I can think of a couple of examples of times when my dog, Tucker, has learned the associations between words and objects that I never intentionally taught him. For example, he knows the word “squirrel.” We have a bird feeder that is fastened with suction cups to our dining room window. Every now and then, an enterprising squirrel will figure out how to get up there, much to Tucker’s excitement. I can only assume that when this happens, we regularly say “squirrel!” in my house, because now if you say the word “squirrel” he runs to that window and looks up at the feeder.
Tucker has also learned that if I say, “Go get a toy” that I’m willing to play with him. He’ll look around the floor or run to his basket and grab a toy and bring it to me. I never explicitly trained him to do that and, truthfully, I’m not quite sure how he figured it out, but the reward he gets for performing this behavior (a game of tug or a few toss of a ball) has made it very reliable.
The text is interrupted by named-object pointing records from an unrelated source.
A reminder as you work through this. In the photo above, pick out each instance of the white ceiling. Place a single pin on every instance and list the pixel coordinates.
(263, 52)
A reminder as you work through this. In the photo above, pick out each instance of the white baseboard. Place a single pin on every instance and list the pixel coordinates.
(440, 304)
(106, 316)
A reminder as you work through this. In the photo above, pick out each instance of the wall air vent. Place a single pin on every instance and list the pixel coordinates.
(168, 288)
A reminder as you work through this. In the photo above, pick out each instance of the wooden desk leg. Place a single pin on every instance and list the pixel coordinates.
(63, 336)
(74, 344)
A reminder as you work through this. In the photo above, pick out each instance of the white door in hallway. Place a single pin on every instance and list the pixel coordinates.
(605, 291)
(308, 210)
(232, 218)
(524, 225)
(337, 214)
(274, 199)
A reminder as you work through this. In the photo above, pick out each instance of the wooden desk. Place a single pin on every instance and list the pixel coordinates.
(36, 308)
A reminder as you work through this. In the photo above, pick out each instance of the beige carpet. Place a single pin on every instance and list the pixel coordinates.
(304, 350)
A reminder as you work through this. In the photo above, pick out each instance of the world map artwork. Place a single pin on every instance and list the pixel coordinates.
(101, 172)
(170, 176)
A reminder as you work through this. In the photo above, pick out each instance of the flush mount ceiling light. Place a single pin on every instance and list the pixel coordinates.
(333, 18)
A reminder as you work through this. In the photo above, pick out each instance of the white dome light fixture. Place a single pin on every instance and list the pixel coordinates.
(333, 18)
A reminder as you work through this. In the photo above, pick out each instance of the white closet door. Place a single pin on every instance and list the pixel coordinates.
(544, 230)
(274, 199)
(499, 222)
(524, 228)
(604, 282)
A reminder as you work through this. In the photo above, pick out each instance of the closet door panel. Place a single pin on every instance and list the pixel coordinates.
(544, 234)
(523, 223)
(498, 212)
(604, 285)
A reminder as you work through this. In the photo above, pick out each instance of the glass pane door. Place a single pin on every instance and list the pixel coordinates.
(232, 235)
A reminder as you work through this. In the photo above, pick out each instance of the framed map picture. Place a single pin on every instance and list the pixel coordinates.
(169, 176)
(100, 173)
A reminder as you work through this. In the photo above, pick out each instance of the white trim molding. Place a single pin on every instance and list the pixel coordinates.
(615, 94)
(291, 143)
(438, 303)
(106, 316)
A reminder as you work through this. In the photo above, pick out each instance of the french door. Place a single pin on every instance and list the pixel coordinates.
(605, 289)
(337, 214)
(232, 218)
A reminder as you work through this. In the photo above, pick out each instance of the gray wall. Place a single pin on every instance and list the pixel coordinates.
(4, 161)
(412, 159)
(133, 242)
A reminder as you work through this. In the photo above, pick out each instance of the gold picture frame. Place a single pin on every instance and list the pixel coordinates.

Of course the classic examples are the words “walk” and “treat.” Most owners don’t explicitly set out to teach these words, but over time the dog makes the association between those words and something that they really like. Many dogs figure out that “Wanna go for a walk?” is quickly followed by getting the leash and heading out the door. How many of you have resorted to spelling out W-A-L-K in front of the dog if you aren’t planning on taking him out now? How many of you yell out “Treat!” when you really need your dog to come to you quickly?